Turkey lashes out at Kurdish force

Calls U.S.-backed border troops an ‘army of terror’

- SUZAN FRASER AND SARAH EL DEEB

• Turkey’s president on Monday denounced U.S. plans to form a 30,000-strong Kurdishled border security force in Syria, vowing to “drown this army of terror before it is born.”

Recep Tayyip Erdogan also warned U.S. troops against coming between Turkish troops and Kurdish forces, which Ankara views as an extension of Turkey’s own Kurdish insurgency.

Turkey has been threatenin­g to launch a new military operation against the main Syrian Kurdish militia, known as the People’s Defence Units, or YPG, in the Kurdish-held Afrin enclave in northern Syria. The YPG is the backbone of a Syrian force that drove the Islamic State from much of northern and eastern Syria with the help of U.S.-led airstrikes.

“The United States has admitted that it has created a terrorist force along our country’s border.
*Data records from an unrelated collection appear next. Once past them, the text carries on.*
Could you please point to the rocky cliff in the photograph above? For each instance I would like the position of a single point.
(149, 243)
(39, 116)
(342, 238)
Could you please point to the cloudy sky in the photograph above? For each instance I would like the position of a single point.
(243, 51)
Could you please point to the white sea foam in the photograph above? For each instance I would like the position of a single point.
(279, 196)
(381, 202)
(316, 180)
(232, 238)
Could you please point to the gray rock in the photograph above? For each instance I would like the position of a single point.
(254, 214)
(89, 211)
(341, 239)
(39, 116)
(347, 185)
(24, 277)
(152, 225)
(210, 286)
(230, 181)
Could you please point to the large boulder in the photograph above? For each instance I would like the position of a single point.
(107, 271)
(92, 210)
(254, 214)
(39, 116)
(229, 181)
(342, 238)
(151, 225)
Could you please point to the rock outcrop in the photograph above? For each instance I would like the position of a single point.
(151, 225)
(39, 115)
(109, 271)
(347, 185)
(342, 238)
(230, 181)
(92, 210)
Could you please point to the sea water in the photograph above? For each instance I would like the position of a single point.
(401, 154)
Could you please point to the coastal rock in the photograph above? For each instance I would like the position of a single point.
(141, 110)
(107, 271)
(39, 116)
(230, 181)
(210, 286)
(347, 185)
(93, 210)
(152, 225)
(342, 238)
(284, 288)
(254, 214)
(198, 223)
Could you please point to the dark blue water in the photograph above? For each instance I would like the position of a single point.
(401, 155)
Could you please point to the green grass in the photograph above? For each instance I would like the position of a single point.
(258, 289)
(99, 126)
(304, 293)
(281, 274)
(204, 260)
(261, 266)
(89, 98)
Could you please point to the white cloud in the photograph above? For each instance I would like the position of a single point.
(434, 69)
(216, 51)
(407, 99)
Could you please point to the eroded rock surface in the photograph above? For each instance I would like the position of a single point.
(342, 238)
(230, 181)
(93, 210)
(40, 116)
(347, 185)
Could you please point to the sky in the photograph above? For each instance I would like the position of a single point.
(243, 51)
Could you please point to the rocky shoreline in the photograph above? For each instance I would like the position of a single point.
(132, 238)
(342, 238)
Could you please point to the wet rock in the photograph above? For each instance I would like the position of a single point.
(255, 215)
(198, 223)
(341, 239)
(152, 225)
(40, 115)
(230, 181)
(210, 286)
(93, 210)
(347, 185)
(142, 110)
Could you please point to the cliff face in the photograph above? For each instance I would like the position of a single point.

Our duty is to drown this army of terror before it is born,” Erdogan said in a speech in Ankara.

The U.S.-led coalition declined to comment.

“Turkey is a valued member of a 74-member Coalition and a NATO partner, sharing our mission to ensure the lasting defeat of (IS) in Iraq and Syria. It would be inappropri­ate for us to comment on Mr. Erdogan’s remarks,” the coalition said.

The coalition said the new force, expected to reach 30,000 in the next several years, is a key element of its strategy in Syria to prevent the resurgence of the IS group in Syria.

The core of the force is to be made up of fighters from the existing Kurdish-led Syrian Democratic Forces, the coalition’s ally in the fight against IS. Some 230 cadets have already been recruited to the new border force, according to the coalition. The force is expected to be deployed along the borders of the SDF-held areas and Iraq and Turkey.

Turkey sent troops into Syria in 2016 to prevent Syrian Kurdish fighters from forming a contiguous entity along its border. It has also supported rival Syrian rebels and independen­tly fought to drive IS from parts of Syria.

Tensions with Washington have repeatedly erupted over its support of the SDF, prompting U.S. troops to deploy in northeast Syria to prevent clashes between the Kurdish forces and Turkeyback­ed fighters.

In recent days, Turkey said it would soon launch a new operation in Afrin and sent reinforcem­ents to the border. On Monday, Erdogan said preparatio­ns for the military assault on Afrin “are complete,” adding an operation could start any moment.